The question of why Pakistan was unable to make it to the semi-finals of the ongoing 50-over World Cup, even after being level on points with the four-placed New Zealand, has opened up a new debate, and the cricket fans from the country are not in favour of the formula of the net run-rate.
The fans, however, are not alone. Cricket pundits also believe that Pakistan, who seemed to have gained momentum at the latter part of the league matches with four consecutive victories, should be vying for the silverware and not New Zealand, who lost their last three matches but still made it into the top-four.
Pakistan opened their World Cup campaign with an unbelievably below-par performance against West Indies which eventually resulted in their ouster from the World Cup. They were never able to recover their run-rate even after beating some of the favourites such as the top ODI team England, and before facing Pakistan, the unbeaten New Zealand team.
Some might say the washout against Sri Lanka was also one of the reasons why Pakistan were not able to make it to the top-four. An extra point from the underwhelming Sri Lanka could have saved their campaign.
However, after all is said and done, most of the blame of the exit from the World Cup lies on the players and the team management.
From day one, the players and the team knew that the new format will not be easy.

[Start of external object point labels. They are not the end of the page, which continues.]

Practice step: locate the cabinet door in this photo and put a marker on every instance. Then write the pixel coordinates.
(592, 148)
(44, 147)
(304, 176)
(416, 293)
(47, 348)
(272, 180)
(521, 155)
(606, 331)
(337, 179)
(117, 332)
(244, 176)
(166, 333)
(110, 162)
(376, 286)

They will have to perform against the top teams and the minnow with equal consistency. The start to the World Cup, where Pakistan were able to score only 106 before losing all 10 wickets showed how unprepared and under confident Pakistan were, when they entered the tournament.
A series defeat to England in England before the tournament was said to help the players acclimatise well to the conditions, but the loss of confidence wasn’t considered which hurt Pakistan badly at the start of the World Cup.
Also, rain was always going to spoil the party so Pakistan should’ve been prepared to win at all costs all the matches that they would be given a chance to play.
Moreover, the age-old problem of Pakistan avoiding risks and trying to shoot down oppositions with blanks hurt them against India and Australia, two matches which Pakistan could’ve won easily, only if they could muster up the courage to take risks with their starting line-ups.
A total of two changes in the line-up did wonders for the Men in Green when the underperforming Shoaib Malik and Hasan Ali were replaced with Haris Sohail and Shaheen Shah Afridi, respectively.
Even if Shaheen would’ve misfired, which he didn’t, Pakistan always had the option to go for the raw pace of Muhammad Husnain, but the surprise package promised by chief selector Inzamamul Haq stayed safely packed and unused.
Pakistan cricket is a story of inconsistency yet surprises, a tale where some day they are David and the other days they are the falling goliaths, it is a saga where the unbelievable becomes believable and vice versa.
The Pakistan Cricket Board is being overlooked by one of the best cricketers of his generation, the Prime Minister of Pakistan and the 1992 World Cup-winning Men in Green captain Imran Khan. It is high time that he pulls the country that he is running and the cricket team which wears the country’s flag out of plight and guides it towards consistency and prosperity.